Fired getty

Much like the best time to plant a tree is twenty years ago, the best time for an executive onboarding into a new role to weed out poor performers is before they start. In both cases, the second choice is now, or as soon as practical.

Who needs to go away? The ones who won’t fit with the desired culture, don’t deliver the desired results, or can’t adjust to the required changes in the business. There are, of course, variations on the themes; but they inevitably tee up to fit, delivery and adjustment.

Tranche 1 – Already known

When do you know? There are some people that everyone already knows should go away. Someone else should move on those people before you start in your new role so it doesn’t look like you moved on people before giving them a chance.

Tranche 2 – Won’t fit

The second tranche would be those who won’t fit with the desired culture. You’ll know who those people are pretty fast. Pay particular attention to those that wanted your job and didn’t get it. Invite them to be part of the new team. Give them your full support. Then, if they don’t come to you within six to eight weeks and proactively tell you they were skeptical at first, but now get it and want in, make them go away at the eight-week mark. If they don’t fit by then, they are never going to fit.

Tranche 3 – Don’t deliver

The third tranche will be those that don’t deliver. This is part of why you put milestones in place – to give you an early read on who does and does not deliver. Some people will miss their first milestones. If they own the misses, feel badly about them, and double-down to make up lost ground, fine. But if they miss agreed milestones because they were working on things “more important,” that’s a good sign of passive-aggressiveness. Make them go away as soon as you see that.

Tranche 4 – Can’t adjust

The last group are those that can’t adjust to required changes in the business. You won’t know who they are until you identify and, in some cases, start to implement those changes. Make them go away as appropriate.

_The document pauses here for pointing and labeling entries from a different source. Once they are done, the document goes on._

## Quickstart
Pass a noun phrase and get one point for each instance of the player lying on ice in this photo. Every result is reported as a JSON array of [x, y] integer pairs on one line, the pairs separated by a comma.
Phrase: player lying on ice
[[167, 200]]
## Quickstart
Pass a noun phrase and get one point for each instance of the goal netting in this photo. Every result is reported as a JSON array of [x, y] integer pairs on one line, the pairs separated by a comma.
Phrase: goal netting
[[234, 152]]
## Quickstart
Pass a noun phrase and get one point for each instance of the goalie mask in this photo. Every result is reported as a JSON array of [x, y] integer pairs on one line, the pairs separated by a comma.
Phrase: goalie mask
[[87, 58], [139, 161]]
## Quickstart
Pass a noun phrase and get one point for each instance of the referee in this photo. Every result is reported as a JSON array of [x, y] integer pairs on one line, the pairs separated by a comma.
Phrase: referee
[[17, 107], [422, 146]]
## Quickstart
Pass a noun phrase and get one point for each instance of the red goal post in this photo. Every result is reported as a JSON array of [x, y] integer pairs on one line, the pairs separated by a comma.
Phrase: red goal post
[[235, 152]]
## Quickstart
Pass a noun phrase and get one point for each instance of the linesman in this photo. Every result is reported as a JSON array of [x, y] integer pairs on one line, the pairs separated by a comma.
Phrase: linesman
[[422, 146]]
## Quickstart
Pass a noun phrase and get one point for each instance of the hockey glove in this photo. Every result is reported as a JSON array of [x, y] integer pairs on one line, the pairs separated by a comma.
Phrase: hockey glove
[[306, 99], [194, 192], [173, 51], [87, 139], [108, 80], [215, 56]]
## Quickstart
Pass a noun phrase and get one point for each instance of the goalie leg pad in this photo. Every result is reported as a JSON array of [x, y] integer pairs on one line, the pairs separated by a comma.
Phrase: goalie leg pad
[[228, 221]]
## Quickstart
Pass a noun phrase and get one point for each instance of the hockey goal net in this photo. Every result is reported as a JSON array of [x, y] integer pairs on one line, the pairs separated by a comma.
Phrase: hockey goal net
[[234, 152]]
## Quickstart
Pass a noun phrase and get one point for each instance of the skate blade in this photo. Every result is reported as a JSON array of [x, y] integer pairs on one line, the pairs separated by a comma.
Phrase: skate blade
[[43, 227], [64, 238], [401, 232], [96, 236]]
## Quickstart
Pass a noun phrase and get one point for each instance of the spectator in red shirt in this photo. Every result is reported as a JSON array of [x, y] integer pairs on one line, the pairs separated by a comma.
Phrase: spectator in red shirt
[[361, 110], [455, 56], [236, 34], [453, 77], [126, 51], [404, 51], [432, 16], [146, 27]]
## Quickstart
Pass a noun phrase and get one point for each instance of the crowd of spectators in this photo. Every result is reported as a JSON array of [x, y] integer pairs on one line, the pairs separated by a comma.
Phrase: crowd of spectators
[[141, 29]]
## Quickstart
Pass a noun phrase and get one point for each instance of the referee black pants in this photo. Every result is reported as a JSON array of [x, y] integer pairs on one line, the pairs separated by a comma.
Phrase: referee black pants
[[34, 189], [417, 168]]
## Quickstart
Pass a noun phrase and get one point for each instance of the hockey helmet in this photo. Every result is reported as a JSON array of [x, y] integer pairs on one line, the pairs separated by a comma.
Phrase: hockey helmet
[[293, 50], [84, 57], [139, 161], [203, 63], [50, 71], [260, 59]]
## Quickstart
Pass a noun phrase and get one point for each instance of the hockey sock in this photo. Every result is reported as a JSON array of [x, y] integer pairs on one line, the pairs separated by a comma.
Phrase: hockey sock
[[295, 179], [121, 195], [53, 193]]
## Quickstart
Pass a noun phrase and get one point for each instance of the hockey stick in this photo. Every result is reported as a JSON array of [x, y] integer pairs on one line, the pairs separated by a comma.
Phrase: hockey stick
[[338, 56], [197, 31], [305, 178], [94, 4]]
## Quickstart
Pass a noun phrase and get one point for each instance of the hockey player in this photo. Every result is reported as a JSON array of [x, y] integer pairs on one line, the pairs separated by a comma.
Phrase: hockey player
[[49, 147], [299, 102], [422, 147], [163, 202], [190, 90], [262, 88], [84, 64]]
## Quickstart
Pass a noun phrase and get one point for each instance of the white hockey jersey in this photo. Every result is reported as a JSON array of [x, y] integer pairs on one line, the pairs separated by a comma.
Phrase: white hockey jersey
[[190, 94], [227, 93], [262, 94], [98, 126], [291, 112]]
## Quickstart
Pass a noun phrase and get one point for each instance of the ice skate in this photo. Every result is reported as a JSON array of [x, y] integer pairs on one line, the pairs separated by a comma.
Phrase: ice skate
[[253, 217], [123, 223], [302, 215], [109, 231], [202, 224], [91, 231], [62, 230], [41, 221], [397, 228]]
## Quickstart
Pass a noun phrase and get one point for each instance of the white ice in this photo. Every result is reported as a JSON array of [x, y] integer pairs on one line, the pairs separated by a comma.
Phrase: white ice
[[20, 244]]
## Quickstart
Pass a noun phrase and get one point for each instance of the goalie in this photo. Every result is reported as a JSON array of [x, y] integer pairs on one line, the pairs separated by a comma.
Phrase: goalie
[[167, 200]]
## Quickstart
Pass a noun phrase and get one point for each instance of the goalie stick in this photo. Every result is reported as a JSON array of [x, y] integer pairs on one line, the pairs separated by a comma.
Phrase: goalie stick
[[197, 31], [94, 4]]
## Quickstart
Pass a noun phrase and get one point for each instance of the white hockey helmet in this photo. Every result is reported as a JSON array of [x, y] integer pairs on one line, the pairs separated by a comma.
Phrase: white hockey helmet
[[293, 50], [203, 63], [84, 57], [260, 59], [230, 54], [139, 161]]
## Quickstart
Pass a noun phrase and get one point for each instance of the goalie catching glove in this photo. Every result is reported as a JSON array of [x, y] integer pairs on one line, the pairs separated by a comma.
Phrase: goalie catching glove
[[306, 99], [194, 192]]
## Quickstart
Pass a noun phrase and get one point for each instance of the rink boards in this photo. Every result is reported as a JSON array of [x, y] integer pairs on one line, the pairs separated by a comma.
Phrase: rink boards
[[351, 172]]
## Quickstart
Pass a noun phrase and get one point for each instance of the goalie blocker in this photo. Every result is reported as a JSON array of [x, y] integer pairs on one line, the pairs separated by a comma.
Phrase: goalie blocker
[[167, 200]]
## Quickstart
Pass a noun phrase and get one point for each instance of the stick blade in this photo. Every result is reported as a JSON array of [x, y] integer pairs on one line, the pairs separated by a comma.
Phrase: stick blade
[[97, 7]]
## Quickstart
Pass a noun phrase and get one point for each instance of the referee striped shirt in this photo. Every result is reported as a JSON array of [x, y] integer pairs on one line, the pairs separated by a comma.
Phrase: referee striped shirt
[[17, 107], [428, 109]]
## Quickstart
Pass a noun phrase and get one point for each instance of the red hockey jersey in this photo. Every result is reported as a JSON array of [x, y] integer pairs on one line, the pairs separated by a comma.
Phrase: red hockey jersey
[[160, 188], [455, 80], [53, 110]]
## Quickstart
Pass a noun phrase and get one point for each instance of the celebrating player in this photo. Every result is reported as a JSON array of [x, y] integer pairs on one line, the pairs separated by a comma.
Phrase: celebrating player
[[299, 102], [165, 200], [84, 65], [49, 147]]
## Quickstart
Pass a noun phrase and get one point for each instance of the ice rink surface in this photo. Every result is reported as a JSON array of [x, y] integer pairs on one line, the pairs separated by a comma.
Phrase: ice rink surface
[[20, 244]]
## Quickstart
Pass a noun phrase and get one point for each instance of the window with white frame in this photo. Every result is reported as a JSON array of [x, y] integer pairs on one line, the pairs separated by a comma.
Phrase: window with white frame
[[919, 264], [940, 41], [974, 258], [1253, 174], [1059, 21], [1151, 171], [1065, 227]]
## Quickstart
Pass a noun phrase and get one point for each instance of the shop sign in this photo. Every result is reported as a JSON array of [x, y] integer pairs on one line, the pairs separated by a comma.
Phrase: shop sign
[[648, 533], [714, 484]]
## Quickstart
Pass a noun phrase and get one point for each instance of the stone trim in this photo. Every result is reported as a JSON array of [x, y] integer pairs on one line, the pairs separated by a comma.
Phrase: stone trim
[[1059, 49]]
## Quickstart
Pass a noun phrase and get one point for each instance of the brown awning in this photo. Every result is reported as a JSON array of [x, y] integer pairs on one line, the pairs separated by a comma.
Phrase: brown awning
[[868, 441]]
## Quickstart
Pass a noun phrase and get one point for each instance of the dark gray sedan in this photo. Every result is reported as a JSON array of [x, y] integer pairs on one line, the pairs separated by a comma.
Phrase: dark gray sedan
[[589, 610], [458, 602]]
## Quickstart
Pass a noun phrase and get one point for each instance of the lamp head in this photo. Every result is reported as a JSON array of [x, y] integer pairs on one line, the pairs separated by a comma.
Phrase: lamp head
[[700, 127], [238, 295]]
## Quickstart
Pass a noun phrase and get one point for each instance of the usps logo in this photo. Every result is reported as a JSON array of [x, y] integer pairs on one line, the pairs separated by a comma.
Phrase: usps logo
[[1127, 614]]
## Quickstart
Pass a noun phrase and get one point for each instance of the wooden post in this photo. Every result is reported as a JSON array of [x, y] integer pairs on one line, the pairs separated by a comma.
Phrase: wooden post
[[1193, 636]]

#1 Regret – Not moving fast enough on people

Experienced leaders’ #1 regret is not moving fast enough on people. And, when they finally do move on people, others ask, “What took you so long?” Those people are thinking, “We were beginning to think you were stupid.”

What holds leaders back? In many cases, what holds these leaders back is either the human connection, the sunk cost trap, or risk aversion.

Human connection

On the one hand, terminating someone is always personally painful. They are human beings with families, dependents and friends – some of whom work in the organization. On the other hand, it they don’t fit, won’t deliver or can’t adjust, they know it. The sooner you help them move towards a place and role where they will fit, deliver and adjust, the better for them.

Sunk cost

There’s a real cost to recruiting, hiring and developing someone. Some delay terminating people because they know they’ll have to do that all over again. But that’s a false trade-off. You’re going to have to do it sooner or later. The sooner you do it, the sooner you’ll benefit from the new investment.

Risk aversion

Finally, some fear they may not be able to replace the person they are thinking of terminating with someone better. Indeed, they think they may end up with someone worse. They rationalized delaying with some version of sticking with the devil they know. But they know the person in place is not right.

Implications for you

If you think you’re going to need to terminate someone, you’re going to need to terminate them. The former CEO of VF and farmer, Rob Gregory, had two sayings:

  • Never name an animal you’re going to eat and
  • Never fire anyone until you know who’s going to do their job.

In other words, don’t get too personally close to your new direct reports until you’ve evaluated them and put back-up and contingency plans in place. If someone doesn’t fit the culture you’re building, or is holding others back from delivering, move on them quickly – even if someone has to do their job on an interim basis. In other cases, you can recruit their replacements before sending them on their way.